The narrative is not entirely mechanically driven, however. There are predetermined (and historically accurate) dates on which events will occur, though these events, while perhaps academically intriguing, offer no change to gameplay, and on occasion draw attention to a disregard for historical context. It seems odd that the works of Machiavelli or the tumult of the Di Medici family have no impact or bearing on your guild, despite the game actively telling you about their effects on art, science and philosophy. This brings up a second, more glaring failing on the game’s narrative, that of the inclusion of real-world figures, such as Leonardo Da Vinci and Sandro Botticelli. At historically appropriate dates throughout the game’s timeline, these famed artists will become available to be hired for your guild, however, their initial cost is so prohibitively high, that it is practically not worth the expense, which beckons a second question: if these artists are to become great, why is it that they are so expensive now? This is a problem of context, as we, in the present day, know Leonardo Da Vinci to be one of the greatest painters and thinkers in history, but on the date that he becomes available to be apprenticed in the game, he was no more special than any other boy (in-fact, he was probably less desirable due to his many quirks). The game goes to such lengths to alert you of historical events, without providing a modern context (such as explaining why certain events were so exceptional) and yet breaks its own internal narrative by elevating these painters above others without explanation past their name.

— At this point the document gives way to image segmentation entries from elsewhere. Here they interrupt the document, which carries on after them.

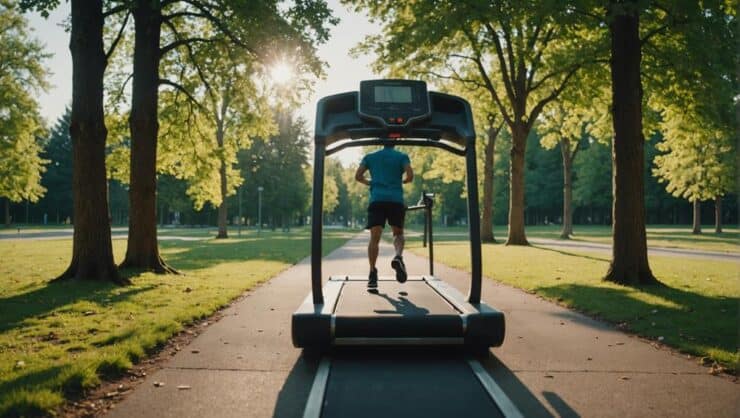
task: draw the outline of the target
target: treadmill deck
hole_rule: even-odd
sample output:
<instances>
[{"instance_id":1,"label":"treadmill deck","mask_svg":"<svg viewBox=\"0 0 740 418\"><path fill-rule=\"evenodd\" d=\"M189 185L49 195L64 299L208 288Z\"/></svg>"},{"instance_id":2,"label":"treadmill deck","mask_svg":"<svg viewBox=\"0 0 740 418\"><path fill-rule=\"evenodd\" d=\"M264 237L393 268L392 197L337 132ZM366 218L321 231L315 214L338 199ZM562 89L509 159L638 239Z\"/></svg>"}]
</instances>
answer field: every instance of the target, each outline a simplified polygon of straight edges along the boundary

Additionally, the reason the renaissance is named as such, and held in such high regard among historical periods, was for it’s unprecedented blend and appreciation for both science and the arts occupying the same space in human development. Da Vinci was not simply a great painter, but an equally great engineer, as were many other figures at the time able to transcend one discipline and affect progress in another. The game presents some gameplay elements that reflect this, but very few, and all within the context of painting being these figure’s primary discipline. Cadavers, camera obscura and study desks can all be purchased and used to improve your artist’s abilities, but this improvement is only shown through an increase in painting speed or the like. This may seem petty or irrelevant, but it begs the question: why set this game in the renaissance in the first place? The reason it is regarded as a great period in art history is because of it’s scientific and humanist qualities, which are mostly absent from this game.
Painter’s Guild is a triumph of design and narrative cohesion. It’s gameplay elements create a balanced, engaging and somewhat educational experience that has the ability to create well-realised and rewarding emergent narratives, however, it’s setting omits the parts of itself that make it interesting and that were likely the inspirations for the game to begin with.